Now here’s where it gets weird. After a brief stint on Saturn’s moon Titan as the guest of alien princess Moon Dragon (no really)
she came back with enhanced abilities and extensive martial arts training. She joined the superhero team the Defenders, which is like the Avengers but more down to Earth and is currently in the process of being formed in Marvel’s Netflix set of shows, and met Damian Hellstrom. Damian was part demon and naturally the two hit it off.
The two were married despite the rather violent objections of her ex husband managed to live happy lives right up until the point where Damian reverted back to being a full fledged demon from Hell and scared his wife so much she went into a vegetative state and her soul was sent to Hell.
She spent quite a bit of time fighting demons in a hellish gladiatorial arena before she was rescued by the Defenders. Her character started taking on more supernatural enemies after her salvation including an attempt by the warlock Nicholas Scratch to take over her home town of Centerville (which was home to a corporation that was founded on her old comic book fame and where her old rival Hedey worked)

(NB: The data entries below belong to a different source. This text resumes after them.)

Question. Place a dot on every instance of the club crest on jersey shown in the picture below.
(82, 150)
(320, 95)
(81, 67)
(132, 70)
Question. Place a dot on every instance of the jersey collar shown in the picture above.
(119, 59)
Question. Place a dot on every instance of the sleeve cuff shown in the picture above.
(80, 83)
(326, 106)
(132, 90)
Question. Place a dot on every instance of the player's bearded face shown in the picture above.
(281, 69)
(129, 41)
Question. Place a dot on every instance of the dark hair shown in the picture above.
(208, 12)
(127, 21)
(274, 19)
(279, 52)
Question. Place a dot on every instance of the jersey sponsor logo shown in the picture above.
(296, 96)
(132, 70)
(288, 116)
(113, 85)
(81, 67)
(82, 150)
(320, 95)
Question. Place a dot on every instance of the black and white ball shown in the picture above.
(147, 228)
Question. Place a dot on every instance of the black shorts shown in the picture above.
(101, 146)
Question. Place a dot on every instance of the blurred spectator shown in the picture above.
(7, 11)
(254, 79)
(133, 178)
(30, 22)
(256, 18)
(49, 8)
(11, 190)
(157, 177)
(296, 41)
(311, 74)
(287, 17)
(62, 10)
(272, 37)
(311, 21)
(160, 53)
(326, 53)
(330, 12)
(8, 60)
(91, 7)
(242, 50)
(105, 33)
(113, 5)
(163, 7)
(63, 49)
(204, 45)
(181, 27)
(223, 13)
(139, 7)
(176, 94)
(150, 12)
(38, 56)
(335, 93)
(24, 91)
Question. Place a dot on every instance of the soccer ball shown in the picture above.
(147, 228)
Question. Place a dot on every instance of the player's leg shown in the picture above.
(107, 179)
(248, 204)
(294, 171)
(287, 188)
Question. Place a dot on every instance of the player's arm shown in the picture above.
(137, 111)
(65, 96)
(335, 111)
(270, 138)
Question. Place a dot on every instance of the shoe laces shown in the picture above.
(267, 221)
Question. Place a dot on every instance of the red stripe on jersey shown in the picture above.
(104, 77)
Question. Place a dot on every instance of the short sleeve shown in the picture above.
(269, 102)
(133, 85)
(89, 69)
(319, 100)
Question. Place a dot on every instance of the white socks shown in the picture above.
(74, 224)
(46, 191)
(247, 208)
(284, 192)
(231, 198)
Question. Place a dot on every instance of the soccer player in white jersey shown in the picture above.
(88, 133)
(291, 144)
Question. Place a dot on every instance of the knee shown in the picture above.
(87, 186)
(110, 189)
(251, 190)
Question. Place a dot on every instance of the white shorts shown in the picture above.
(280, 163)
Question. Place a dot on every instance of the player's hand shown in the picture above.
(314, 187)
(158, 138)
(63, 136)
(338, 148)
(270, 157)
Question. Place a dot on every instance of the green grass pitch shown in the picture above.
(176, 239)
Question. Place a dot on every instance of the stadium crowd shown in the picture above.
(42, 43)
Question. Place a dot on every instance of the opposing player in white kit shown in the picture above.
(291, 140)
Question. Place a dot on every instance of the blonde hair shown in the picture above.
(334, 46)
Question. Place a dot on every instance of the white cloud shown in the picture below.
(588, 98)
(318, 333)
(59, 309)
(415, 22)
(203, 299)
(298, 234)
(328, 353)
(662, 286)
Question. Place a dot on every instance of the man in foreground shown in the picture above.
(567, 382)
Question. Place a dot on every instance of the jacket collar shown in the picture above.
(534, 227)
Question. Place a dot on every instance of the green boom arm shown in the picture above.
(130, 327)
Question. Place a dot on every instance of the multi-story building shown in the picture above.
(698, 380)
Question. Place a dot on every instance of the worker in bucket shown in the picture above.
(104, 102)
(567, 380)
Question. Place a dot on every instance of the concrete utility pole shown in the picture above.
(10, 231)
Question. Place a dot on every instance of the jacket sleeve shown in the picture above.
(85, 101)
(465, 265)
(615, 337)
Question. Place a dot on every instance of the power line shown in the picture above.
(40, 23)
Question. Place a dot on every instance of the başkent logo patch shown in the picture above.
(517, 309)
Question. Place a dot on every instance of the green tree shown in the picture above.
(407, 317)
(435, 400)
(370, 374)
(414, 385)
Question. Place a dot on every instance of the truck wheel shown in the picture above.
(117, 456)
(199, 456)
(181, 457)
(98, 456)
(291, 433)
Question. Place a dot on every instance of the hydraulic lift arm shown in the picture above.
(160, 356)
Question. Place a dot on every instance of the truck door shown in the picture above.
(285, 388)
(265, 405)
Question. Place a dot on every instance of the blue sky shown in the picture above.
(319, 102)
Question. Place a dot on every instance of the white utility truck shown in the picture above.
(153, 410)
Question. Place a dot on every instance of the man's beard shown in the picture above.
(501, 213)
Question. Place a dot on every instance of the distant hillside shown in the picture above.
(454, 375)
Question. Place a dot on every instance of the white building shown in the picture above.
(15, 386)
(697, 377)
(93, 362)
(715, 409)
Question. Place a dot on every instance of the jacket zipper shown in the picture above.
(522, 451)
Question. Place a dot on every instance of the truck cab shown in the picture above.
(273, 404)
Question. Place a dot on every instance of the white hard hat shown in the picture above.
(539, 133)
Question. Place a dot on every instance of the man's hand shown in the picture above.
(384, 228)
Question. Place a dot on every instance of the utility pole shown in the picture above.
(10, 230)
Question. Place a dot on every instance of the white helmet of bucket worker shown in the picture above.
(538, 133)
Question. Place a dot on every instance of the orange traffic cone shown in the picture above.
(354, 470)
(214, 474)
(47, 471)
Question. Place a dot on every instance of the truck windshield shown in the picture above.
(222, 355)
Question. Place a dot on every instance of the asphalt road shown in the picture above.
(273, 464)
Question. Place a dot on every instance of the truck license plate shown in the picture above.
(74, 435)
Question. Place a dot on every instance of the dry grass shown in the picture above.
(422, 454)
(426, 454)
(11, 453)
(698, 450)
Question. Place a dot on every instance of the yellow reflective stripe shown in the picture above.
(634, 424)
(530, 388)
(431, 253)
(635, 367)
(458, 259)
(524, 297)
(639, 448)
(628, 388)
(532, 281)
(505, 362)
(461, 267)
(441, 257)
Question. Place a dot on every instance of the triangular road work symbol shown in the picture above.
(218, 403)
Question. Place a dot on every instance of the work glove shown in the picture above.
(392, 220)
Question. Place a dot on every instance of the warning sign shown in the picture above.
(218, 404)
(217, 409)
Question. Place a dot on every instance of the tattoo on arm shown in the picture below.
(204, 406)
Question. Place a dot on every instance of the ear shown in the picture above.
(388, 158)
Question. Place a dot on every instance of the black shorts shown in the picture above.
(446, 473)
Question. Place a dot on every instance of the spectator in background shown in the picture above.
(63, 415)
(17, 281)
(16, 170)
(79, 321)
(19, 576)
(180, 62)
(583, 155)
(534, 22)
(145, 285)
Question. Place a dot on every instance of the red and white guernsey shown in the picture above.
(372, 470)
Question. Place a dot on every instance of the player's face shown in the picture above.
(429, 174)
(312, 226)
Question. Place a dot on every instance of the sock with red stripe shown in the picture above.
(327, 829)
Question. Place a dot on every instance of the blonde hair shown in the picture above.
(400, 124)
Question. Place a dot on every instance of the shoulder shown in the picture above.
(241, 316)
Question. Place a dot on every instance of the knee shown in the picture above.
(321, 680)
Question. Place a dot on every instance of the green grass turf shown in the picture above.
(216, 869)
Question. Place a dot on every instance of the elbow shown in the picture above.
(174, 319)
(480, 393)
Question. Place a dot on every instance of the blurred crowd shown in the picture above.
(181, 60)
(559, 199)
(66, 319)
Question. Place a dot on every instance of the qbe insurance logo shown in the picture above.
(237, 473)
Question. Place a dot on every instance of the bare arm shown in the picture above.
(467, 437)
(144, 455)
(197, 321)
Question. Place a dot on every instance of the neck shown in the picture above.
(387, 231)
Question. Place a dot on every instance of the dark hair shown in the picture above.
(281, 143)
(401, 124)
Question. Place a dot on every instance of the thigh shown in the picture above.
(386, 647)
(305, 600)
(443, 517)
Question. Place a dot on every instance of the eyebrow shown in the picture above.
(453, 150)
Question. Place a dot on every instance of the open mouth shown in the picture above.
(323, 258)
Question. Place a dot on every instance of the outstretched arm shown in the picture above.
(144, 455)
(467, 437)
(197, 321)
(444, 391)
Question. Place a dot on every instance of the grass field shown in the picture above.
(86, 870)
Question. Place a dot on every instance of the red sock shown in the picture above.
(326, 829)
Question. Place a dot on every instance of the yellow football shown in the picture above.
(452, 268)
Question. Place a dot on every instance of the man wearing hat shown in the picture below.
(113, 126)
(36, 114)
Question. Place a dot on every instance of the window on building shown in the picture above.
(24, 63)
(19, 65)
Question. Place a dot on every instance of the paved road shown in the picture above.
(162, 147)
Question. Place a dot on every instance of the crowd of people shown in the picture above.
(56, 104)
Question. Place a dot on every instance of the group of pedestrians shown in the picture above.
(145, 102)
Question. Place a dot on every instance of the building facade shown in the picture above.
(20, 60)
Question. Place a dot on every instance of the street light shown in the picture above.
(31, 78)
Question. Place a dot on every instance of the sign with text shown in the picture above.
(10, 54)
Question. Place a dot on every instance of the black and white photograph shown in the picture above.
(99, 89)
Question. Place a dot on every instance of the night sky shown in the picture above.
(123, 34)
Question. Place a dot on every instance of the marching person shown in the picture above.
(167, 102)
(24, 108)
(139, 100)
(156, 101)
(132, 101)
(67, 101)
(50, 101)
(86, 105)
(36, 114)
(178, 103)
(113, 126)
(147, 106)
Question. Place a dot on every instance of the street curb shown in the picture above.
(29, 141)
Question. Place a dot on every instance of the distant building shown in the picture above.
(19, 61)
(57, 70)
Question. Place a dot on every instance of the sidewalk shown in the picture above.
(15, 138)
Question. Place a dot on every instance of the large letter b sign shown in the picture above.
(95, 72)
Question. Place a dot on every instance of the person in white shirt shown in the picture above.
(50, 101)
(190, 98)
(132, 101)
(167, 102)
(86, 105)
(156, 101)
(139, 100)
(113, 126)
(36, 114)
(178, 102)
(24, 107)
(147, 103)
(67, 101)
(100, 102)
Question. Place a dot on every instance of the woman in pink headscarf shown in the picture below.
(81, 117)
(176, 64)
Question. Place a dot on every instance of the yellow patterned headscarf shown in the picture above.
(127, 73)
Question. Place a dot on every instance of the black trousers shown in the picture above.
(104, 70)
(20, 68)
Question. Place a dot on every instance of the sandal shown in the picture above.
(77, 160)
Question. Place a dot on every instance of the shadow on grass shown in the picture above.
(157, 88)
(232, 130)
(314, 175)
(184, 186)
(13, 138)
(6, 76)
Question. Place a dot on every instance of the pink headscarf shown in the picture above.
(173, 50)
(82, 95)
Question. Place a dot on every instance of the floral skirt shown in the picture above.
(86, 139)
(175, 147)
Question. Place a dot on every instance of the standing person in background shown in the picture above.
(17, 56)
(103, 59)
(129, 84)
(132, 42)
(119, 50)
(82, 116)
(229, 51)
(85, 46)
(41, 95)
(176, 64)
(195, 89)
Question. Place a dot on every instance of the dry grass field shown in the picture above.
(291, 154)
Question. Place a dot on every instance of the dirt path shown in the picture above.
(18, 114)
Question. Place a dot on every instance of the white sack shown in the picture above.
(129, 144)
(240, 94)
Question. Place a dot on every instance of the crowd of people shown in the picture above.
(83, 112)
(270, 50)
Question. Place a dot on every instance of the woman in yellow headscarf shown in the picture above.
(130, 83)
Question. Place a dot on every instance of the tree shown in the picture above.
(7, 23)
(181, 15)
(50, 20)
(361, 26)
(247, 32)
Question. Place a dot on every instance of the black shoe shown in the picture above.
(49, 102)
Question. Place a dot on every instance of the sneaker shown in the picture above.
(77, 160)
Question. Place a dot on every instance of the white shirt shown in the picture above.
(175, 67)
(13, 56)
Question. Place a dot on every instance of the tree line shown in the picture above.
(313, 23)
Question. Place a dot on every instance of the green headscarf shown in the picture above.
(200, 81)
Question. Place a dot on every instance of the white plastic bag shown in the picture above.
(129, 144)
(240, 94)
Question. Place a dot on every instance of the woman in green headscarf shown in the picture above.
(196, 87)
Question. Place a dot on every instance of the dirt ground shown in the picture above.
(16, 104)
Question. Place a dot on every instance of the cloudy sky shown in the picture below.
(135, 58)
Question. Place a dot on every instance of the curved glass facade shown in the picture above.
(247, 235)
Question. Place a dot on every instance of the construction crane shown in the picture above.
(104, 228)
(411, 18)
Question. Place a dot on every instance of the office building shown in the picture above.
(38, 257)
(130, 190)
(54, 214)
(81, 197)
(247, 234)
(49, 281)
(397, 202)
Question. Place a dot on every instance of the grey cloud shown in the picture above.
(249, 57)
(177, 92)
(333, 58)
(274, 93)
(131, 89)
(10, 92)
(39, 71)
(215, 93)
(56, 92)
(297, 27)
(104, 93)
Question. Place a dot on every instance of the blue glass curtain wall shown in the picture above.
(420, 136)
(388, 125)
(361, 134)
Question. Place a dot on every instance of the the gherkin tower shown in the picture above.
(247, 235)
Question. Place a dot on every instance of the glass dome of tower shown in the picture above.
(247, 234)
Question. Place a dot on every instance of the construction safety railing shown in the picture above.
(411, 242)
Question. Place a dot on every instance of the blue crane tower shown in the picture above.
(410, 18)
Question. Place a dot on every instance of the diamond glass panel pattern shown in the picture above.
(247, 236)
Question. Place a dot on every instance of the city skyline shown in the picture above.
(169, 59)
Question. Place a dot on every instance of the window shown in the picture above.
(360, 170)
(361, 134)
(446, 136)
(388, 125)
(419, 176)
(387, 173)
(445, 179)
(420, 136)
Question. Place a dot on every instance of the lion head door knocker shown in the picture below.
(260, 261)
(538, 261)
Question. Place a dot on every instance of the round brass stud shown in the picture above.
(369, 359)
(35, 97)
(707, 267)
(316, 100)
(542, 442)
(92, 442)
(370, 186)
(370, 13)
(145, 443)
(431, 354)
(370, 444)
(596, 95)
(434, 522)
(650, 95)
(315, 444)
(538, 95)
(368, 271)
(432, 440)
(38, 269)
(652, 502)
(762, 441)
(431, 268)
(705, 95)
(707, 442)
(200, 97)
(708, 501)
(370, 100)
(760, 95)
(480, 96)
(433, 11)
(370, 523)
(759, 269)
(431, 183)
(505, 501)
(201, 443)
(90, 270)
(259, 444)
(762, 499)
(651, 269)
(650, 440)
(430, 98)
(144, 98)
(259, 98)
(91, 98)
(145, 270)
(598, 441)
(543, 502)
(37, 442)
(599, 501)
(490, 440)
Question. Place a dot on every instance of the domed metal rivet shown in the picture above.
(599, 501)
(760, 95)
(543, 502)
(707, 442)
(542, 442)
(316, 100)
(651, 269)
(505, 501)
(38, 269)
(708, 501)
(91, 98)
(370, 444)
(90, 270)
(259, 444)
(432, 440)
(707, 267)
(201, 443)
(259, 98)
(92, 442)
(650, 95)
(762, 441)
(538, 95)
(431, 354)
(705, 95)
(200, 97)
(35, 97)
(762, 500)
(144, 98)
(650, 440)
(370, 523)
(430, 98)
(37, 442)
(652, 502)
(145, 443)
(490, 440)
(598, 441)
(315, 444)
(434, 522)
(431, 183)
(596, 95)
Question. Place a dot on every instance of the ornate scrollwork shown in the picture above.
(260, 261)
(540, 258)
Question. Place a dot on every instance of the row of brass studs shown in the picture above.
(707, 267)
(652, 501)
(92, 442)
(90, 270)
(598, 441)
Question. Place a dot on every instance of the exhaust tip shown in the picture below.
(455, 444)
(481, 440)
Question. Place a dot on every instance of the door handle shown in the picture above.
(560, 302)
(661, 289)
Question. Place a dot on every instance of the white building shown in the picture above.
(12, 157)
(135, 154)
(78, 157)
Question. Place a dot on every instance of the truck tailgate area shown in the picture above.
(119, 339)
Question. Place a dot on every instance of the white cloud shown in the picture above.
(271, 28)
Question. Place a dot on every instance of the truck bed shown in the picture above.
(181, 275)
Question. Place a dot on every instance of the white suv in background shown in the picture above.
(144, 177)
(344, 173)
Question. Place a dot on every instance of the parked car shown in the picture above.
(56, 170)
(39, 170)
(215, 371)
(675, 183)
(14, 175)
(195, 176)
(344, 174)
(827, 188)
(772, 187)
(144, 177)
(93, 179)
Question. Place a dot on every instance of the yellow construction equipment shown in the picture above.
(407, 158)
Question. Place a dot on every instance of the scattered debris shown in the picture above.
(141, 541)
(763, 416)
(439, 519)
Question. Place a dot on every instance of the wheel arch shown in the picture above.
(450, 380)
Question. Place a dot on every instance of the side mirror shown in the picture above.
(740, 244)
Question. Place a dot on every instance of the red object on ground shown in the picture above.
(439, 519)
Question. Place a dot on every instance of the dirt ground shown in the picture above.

and she helped defeat an extra dimensional ruler Dormammu.
Nowadays she’s still around in the Marvel Universe acting as an adviser, consort, and friend to other heroes. And of course she shed her occult and mystical adventures to become the best friend and erstwhile sidekick of Jessica Jones on Netflix.
Although she may only have a small part to play in the comics and TV shows now, Patsy Walker exists as one of the most peculiar titles in all of comics. She has one of the longest and most lasting reputations in the medium and has transitioned from teenage dream girl, to costumed superhero, to occult demon slayer, to live action hero supporting cast. Aren’t comics great?